Meno noto ma con maggiori probabilità è Robert Francis Prevost, statunitense di origine francese, membro influente della Curia, in qualità di Prefetto del Dicastero per i Vescovi. Oltre a questi due, tra i candidati figurano anche il cardinale Blase Cupich, arcivescovo di Chicago, e il controverso Raymond Burke, da sempre in contrasto con papa Francesco I.
I cardinali americani hanno influenza, soprattutto a livello finanziario, teologico e mediatico. Ma è proprio questa forza a suscitare riserve. Negli Stati Uniti la Chiesa è frammentata tra correnti liberali e conservatrici. Le elezioni nordamericane potrebbero accentuare le polarizzazioni interne. Per dare alla questione una dimensione geopolitica, potrei dire che un Papa proveniente da una superpotenza mondiale porrebbe anche problemi di percezione internazionale. Sebbene si stia discutendo di nomi come quelli sopra menzionati, sembra improbabile che i voti si uniscano attorno a un cardinale nordamericano.
Conclusione: un Conclave aperto – tra cielo e terra
Il futuro Papa non sarà scelto solo per le sue qualità personali, ma per ciò che potrà simboleggiare e, soprattutto, per ciò che vorrà realizzare, tenendo conto però di quanto fatto finora.
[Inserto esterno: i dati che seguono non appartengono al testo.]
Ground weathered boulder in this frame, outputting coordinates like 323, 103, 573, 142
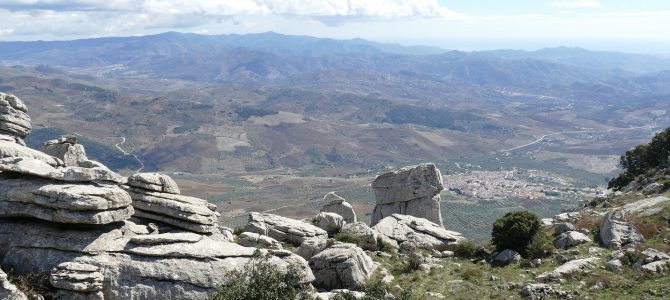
309, 243, 375, 290
372, 214, 465, 249
296, 238, 334, 260
40, 136, 89, 167
491, 249, 521, 266
128, 173, 220, 234
554, 231, 591, 249
340, 222, 379, 251
128, 173, 180, 195
238, 232, 282, 250
536, 257, 598, 281
244, 212, 328, 246
0, 173, 134, 224
599, 210, 644, 249
320, 192, 356, 223
371, 164, 444, 226
312, 212, 345, 235
0, 93, 32, 144
0, 219, 314, 300
0, 270, 28, 300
La Chiesa ha bisogno di continuità nella riforma, ma anche di coerenza dottrinale. Sarà una scelta tra identità e apertura, tra geografia e universalità, tra tradizione e trasformazione. I cardinali Montini, Luciani, Wojtyla, Ratzinger e Bergoglio hanno proseguito un cammino avviato dal Papa buono, già menzionato, Giovanni XXIII (Roncalli), durante i pochi anni del suo pontificato. Ognuno con le proprie correzioni, ma sapendo che non si può tornare indietro. Chi verrà scelto ora dovrà avere un po’ di ogni dono e un percorso proprio che tenga conto delle trasformazioni del mondo odierno, più complesso che mai.
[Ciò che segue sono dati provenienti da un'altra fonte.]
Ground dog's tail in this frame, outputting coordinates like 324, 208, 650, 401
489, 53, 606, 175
La fumata bianca annuncia una scelta spirituale, ma in realtà la scelta del Papa è anche una decisione strategica. In una Chiesa globalizzata, stretta tra sfide dottrinali, crisi interne e pressioni esterne, il prossimo Papa dovrà essere non solo un leader religioso, ma anche un fine diplomatico, un comunicatore e un visionario.
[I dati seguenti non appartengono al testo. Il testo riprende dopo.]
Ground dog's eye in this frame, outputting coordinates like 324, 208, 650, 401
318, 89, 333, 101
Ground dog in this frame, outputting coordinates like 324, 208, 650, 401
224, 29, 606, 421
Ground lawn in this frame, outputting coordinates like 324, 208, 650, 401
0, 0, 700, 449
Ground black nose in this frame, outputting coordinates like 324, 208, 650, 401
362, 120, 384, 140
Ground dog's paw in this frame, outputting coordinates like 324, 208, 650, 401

Verrà eletto un uomo portatore di continuità o di cambiamento? Proverrà dal Sud del mondo o dal “centro storico” del cristianesimo? Non lo sappiamo ancora. Ma sappiamo per certo che, una volta entrati nel conclave, i cardinali non stanno semplicemente scegliendo un uomo, stanno tracciando la rotta per il futuro della Chiesa cattolica e forse persino del mondo.